一句话:OpenClaw 全量堆进 Prompt 越用越炸,Hermes 常驻记忆封顶、海量历史按需调取,彻底解决 MEMORY 无限膨胀溢出痛点。
Summary: OpenClaw dumps full history into prompts and degrades over time with unchecked bloat; Hermes caps resident memory and pulls archived history on demand to eliminate overflow entirely
二、 另外还有
- 记忆:Hermes 限死 MEMORY 体积防溢出,OpenClaw 无限堆叠爆上下文;
- 技能:Hermes 自学沉淀,OpenClaw 只能用人写好的技能;
- 成本:Hermes 分层按需加载省 Token,OpenClaw 全量加载越用越费钱;
- 自动化:Hermes 自主运维,OpenClaw 重度依赖人工配置。
Supplementary Comparison Points
- Memory management: Hermes imposes strict size limits on memory storage to prevent context overflow, whereas OpenClaw endlessly appends records, resulting in bloated, corrupted context windows.
- Skill system: Hermes autonomously learns and accumulates reusable skills from completed tasks; OpenClaw can only execute pre-written skills developed manually by users or the community.
- Token cost control: Hermes loads historical content hierarchically on demand to cut redundant token consumption; OpenClaw loads the entire memory file in full, driving up token expenses progressively over prolonged use.
- Automation level: Hermes features self-governing background operation; OpenClaw relies heavily on manual setup and ongoing maintenance.
二、Ollama Cloud 官方定价 Second, Pricing of Ollama Cloud
之所以选择Ollama作为本地部署的选择,是因为它支持本地一键部署,并且能一键启动hermes,直接让agent接入Ollama的接口,免去了修改config文件或者在终端中用指令配置模型的麻烦。
The reason why I choose Ollama to make the local deployment is that it offers one-click deployment, and it helps preparing Hermes, connecting to Hermes directly, avoiding the troubles of editing config file and setting up language models in terminal by instructions.
而Ollama也提供很多能免费本地部署的开源大模型,包括DeeSeek-R1在内的很多模型的处理能力完全可以胜任大部分日常任务。
Ollama offers free open-source AI choices as well, including potent models which can handle most of the basic daily tasks such as DeepSeek-R1.
Ollama免费版提供的接口tokens额度很少,一个小任务就能耗完所有的用量。
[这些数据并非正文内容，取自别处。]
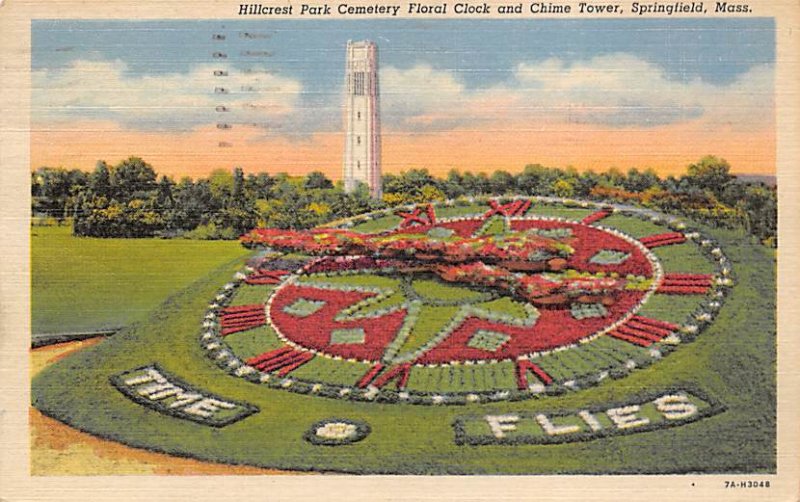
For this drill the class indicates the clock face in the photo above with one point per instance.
(366, 327)
(373, 314)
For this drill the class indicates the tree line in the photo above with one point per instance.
(129, 199)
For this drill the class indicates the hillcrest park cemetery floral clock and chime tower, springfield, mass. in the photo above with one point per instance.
(446, 326)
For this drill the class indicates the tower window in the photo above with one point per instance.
(358, 83)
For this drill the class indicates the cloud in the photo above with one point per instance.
(106, 90)
(615, 90)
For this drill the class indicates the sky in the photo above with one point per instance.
(475, 95)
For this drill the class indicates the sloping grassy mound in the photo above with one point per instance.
(733, 362)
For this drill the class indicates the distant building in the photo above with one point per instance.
(362, 121)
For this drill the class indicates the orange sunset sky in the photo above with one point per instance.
(496, 96)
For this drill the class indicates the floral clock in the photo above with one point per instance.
(497, 305)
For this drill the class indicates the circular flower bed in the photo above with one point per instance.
(337, 431)
(503, 304)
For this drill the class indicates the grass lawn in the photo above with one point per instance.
(733, 361)
(86, 284)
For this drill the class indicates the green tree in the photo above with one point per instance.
(710, 173)
(317, 180)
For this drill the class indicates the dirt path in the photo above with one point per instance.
(57, 449)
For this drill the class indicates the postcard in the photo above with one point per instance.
(482, 250)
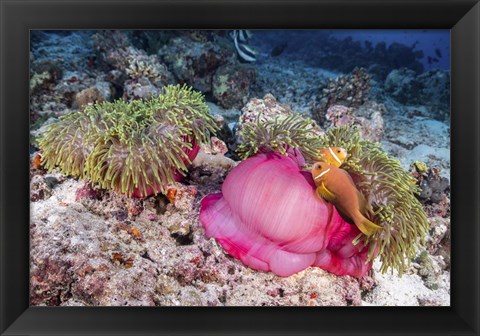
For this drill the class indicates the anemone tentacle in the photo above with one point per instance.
(390, 191)
(128, 146)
用量每4小时刷新一次。
The Ollama free plan offers only a tiny usage of API tokens, a small tasks can use them up. The tokens usage refreshes every 4 hours.
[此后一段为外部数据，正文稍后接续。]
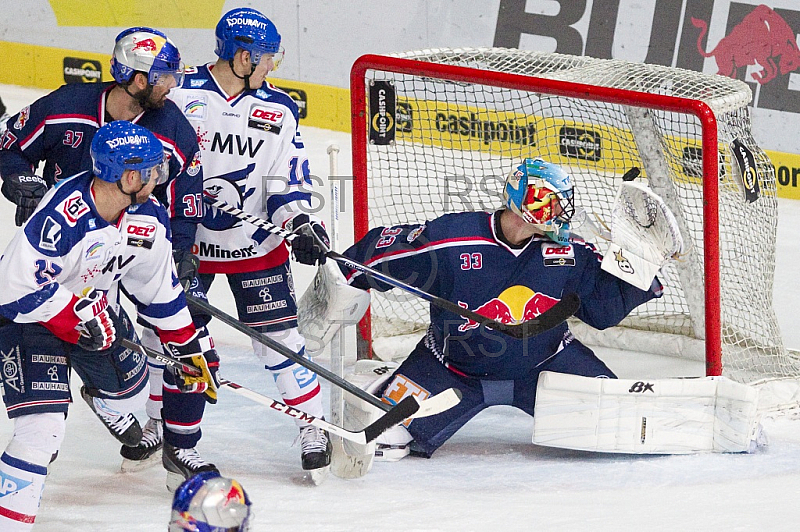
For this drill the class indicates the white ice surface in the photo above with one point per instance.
(487, 477)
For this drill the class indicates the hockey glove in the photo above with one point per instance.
(187, 264)
(199, 351)
(311, 242)
(26, 191)
(101, 328)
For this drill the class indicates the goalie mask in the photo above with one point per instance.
(541, 193)
(208, 502)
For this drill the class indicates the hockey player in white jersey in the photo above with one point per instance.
(254, 158)
(91, 235)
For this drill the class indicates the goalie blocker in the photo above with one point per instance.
(666, 416)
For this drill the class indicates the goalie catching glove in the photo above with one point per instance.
(327, 305)
(311, 241)
(198, 351)
(644, 236)
(100, 327)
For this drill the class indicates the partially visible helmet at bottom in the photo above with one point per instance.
(208, 502)
(542, 194)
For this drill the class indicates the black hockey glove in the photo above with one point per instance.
(198, 351)
(101, 328)
(186, 264)
(26, 191)
(311, 241)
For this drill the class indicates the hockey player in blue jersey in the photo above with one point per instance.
(254, 158)
(511, 266)
(58, 129)
(63, 271)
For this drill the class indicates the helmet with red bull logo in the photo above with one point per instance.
(250, 30)
(542, 194)
(149, 51)
(208, 502)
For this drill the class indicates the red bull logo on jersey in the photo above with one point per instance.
(514, 305)
(763, 37)
(22, 119)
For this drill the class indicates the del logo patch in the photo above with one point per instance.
(556, 255)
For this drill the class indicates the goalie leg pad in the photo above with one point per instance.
(666, 416)
(370, 376)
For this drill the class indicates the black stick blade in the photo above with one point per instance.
(631, 174)
(405, 408)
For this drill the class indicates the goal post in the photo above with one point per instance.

下图是Ollama的定价,Ollama官网是https://ollama.com/
Here is the pricing of Ollama, its official website is https://ollama.com/

三、具体实现 Third, how to make it done (直接开始的话看这里)Quick start
安装Ollama install Ollama
Ollama的官方应用下载网址在:https://ollama.com/download
The official application downloading website is https://ollama.com/download
你可以在官网上下载dmg安装文件来安装GUI的软件(这个新手友好一点)。
You can download the dmg installation file to install a GUI application, which is more easy to use for green-hands.
或者直接复制下面命令在终端中运行,安装CLI应用。
Or copy this command to terminal and run it to install the CLI version.
curl -fsSL https://ollama.com/install.sh | sh
要调用终端,在MacOS中搜索软件“终端”,打开后是深灰色背景命令行界面(command + 空格调出聚焦搜索)
To use terminal in MacOS, search for ‘terminal’, a CLI application with default dark grey background.(Press command + space for spotlight searching)
安装好后可以在终端输入指令来检查安装状态和版本。
Using the following instruction to check installation and version.
ollama --version
成功的安装应返回应用版本。
Successful install will give the version number.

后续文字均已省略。